The owners of Woodberry Kitchen and its sister restaurants do not pay prep cooks daily wages unless they work 10-hour shifts, according to a potential class-action federal lawsuit filed Friday.
The pastry cooks, line cooks and bread-bakers also regularly worked more than 50 hours per week but were not paid overtime, according to the lawsuit.
The lawsuit names as defendants restauranteurs Spike and Amy Gjerde and Watershed LLC, the corporate parent of their three restaurants — Woodberry Kitchen, Parts & Labor and Artifact Coffee. A fourth establishment, Shoo-Fly, closed earlier this year but is also named as a defendant.
Messages left with a representative of Watershed and Woodberry Kitchen were not returned.

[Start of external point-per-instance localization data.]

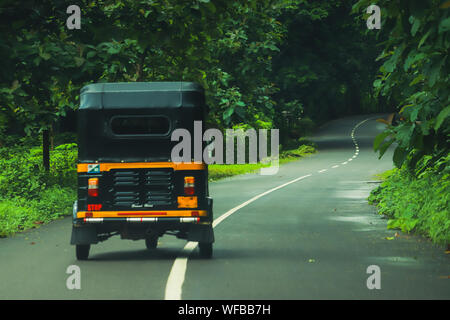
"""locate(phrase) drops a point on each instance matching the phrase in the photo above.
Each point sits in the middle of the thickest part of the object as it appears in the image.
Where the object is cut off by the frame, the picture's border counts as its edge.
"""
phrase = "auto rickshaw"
(128, 184)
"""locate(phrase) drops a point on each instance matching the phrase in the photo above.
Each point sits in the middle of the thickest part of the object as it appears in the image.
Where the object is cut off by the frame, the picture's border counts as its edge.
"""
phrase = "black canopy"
(103, 105)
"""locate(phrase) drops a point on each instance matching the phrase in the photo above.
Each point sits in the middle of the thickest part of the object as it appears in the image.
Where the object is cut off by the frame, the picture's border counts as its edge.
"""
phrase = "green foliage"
(28, 195)
(417, 202)
(220, 171)
(415, 76)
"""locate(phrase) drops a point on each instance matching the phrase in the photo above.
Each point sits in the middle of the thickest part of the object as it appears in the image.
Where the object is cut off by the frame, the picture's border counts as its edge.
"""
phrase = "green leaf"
(444, 26)
(227, 114)
(415, 26)
(384, 147)
(441, 117)
(379, 139)
(399, 156)
(79, 61)
(424, 38)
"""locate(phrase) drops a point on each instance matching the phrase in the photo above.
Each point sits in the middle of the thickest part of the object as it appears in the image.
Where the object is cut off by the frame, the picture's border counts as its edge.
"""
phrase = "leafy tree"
(415, 75)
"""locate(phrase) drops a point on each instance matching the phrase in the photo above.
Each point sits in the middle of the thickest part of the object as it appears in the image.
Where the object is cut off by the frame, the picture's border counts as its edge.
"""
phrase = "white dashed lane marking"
(174, 285)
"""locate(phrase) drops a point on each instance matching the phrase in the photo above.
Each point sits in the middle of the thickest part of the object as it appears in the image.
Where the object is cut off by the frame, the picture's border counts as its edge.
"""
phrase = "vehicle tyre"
(82, 251)
(151, 243)
(205, 250)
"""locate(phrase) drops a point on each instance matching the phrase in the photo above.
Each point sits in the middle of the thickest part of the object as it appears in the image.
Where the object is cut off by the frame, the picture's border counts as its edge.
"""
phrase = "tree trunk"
(46, 149)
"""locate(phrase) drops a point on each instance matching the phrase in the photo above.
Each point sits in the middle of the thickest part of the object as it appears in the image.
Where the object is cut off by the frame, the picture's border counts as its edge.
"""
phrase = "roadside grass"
(415, 204)
(29, 197)
(220, 171)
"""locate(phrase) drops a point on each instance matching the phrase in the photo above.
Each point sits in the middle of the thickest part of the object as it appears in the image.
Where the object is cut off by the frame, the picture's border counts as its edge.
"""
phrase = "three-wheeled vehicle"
(128, 184)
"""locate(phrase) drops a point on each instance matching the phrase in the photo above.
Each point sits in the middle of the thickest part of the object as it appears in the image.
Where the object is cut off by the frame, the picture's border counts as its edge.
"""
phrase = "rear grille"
(142, 188)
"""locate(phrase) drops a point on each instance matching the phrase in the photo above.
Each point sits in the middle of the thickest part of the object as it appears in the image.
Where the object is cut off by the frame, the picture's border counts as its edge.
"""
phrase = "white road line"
(177, 273)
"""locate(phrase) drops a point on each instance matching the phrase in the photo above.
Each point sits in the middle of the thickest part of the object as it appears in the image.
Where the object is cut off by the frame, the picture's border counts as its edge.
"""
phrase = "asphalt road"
(307, 233)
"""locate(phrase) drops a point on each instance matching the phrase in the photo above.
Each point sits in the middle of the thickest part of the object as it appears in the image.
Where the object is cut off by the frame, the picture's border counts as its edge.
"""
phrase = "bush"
(29, 196)
(416, 203)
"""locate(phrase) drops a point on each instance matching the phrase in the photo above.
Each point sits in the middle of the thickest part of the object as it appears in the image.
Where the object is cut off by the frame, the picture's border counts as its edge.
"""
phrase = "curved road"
(305, 233)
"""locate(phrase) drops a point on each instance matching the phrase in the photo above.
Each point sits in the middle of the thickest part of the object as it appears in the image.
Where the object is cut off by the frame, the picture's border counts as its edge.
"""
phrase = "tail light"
(93, 187)
(189, 183)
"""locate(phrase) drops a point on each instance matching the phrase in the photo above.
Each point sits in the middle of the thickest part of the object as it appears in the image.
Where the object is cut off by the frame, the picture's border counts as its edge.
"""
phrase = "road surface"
(305, 233)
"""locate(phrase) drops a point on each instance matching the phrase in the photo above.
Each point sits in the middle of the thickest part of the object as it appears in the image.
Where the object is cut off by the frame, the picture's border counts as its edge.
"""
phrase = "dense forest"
(287, 64)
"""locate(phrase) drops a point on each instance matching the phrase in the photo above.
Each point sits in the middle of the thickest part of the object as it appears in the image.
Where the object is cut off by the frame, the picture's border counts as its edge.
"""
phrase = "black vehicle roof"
(135, 95)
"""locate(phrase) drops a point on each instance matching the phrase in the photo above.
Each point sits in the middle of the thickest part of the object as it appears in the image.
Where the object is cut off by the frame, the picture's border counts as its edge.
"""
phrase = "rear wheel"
(82, 251)
(205, 250)
(151, 243)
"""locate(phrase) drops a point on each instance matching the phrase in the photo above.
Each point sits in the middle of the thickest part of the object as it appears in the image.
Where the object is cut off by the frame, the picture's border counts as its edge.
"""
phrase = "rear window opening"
(140, 125)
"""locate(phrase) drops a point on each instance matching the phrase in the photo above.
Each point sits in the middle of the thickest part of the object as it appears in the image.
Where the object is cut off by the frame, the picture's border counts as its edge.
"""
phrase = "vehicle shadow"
(137, 255)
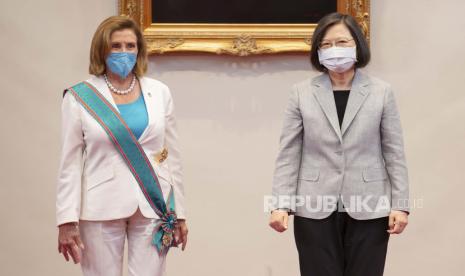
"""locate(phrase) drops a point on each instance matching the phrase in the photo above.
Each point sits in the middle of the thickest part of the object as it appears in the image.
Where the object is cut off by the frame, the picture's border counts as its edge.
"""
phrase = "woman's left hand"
(398, 220)
(180, 233)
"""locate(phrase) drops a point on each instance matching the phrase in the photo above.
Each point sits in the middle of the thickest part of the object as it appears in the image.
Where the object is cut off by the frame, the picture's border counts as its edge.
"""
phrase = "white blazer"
(94, 182)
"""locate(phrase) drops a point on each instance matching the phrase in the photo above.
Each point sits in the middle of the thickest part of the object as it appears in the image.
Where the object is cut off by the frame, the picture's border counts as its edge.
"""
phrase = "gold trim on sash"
(161, 156)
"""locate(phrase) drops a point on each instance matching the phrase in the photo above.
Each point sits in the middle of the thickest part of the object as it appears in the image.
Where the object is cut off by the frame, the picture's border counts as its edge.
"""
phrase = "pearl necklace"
(118, 91)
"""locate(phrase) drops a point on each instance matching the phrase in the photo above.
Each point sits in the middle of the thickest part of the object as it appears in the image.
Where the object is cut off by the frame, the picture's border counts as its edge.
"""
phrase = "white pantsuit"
(97, 189)
(104, 250)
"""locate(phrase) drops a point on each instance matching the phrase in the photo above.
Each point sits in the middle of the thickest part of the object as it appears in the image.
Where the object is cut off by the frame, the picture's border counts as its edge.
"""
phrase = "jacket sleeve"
(68, 201)
(289, 156)
(174, 158)
(393, 153)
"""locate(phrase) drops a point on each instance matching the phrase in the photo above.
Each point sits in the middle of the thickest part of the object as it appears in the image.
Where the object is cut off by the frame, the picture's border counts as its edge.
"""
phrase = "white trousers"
(104, 247)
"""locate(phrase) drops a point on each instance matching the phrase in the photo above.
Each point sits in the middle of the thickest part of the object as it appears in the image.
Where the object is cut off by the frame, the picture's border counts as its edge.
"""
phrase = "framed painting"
(236, 27)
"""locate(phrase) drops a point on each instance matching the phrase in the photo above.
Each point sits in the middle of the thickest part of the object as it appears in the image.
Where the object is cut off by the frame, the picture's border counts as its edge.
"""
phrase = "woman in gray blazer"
(341, 167)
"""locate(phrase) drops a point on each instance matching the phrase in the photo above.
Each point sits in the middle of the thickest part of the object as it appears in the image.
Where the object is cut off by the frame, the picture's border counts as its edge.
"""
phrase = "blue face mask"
(121, 63)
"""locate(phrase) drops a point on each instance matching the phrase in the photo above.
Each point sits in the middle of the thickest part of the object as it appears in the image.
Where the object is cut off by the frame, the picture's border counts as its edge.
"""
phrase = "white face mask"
(338, 59)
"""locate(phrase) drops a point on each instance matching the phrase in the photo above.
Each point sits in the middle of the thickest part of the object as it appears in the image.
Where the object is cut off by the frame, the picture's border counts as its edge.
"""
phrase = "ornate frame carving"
(233, 39)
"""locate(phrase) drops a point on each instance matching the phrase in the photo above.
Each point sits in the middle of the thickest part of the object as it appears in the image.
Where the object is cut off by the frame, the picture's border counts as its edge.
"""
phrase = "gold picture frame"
(233, 39)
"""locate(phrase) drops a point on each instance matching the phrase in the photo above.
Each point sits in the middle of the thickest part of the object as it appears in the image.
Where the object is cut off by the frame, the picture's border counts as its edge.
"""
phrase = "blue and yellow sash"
(129, 148)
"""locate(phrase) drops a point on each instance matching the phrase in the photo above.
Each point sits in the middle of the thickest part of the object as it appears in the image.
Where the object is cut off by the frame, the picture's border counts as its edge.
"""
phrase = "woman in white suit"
(100, 199)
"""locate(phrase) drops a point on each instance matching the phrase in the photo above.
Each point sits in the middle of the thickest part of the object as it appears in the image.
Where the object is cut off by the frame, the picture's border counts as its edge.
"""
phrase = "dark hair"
(363, 51)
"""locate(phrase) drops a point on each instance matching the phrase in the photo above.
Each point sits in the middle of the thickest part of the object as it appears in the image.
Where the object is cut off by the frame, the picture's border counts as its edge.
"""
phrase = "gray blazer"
(362, 163)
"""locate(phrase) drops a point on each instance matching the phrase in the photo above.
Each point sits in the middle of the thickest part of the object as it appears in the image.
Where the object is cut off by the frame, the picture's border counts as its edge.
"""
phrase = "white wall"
(229, 115)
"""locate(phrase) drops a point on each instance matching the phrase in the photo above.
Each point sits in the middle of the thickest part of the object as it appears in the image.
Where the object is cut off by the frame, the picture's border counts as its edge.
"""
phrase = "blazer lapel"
(100, 84)
(150, 98)
(357, 96)
(325, 97)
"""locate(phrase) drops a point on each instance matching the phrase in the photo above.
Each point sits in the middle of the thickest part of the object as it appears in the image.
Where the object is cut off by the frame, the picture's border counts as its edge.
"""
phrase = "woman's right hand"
(278, 220)
(69, 241)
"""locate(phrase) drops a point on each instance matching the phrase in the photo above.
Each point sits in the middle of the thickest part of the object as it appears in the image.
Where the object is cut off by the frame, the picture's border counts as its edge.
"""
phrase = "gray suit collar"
(325, 97)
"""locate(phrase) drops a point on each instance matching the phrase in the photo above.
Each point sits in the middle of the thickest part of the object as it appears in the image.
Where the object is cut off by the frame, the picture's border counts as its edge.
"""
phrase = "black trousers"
(341, 246)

The named plaintiffs were pastry cooks at Woodberry Kitchen, although they prepared items for the other restaurants and cafes, according to the complaint. They were paid in what was described by management as “shift pay” and were required to stay 10 hours no matter when they started to receive salaries, according to the complaint.
The lawsuit alleges the “shift pay” model allowed the restaurants to evade federal and state wage laws.
“Defendants’ ‘shift pay’ method of pay was concocted for the sole purpose of not paying Plaintiffs and others for overtime,” the complaint states.
The prep cooks routinely worked for 10 straight hours because the defendants’ “strict scheduling practices” allowed only for quick breaks, according to the complaint.
“Defendants made clear to plaintiffs and others that their daily wages would be denied altogether if they worked less,” the complaint states.
Woodberry Kitchen opened in 2007 and has become one of the most critically acclaimed farm-to-table restaurants in the region. Last month, Spike Gjerde, who also serves as chef for his restaurants, won the prestigious James Beard award for “Best Chef: Mid-Atlantic.” He had been a finalist for the award in 2013 and 2014.
Federal court records show no previous lawsuits filed against the Gjerdes or their company.
The lawsuit alleges prep cooks were given a to-do list each day with specific instructions on what to prepare and in what quantities, a list they could not deviate from. The prep cooks also were responsible for “setting up stations and collecting the necessary supplies to cook,” as well as closing and cleaning the kitchen correctly, according to the lawsuit.
The plaintiffs are seeking damages under the Fair Labor Standards Act and Maryland Wage and Hour Law. The lawsuit does not indicate how many members there could be in the potential class action.
The plaintiffs are represented by Benjamin L. Davis III and James A. Lanier of The Law Offices of Peter T. Nicholl in Baltimore. The lawyers did not respond to requests for comment.
The case is Giegerich, et al., v. Watershed LLC, et al., 1:15-cv-01728-CCB.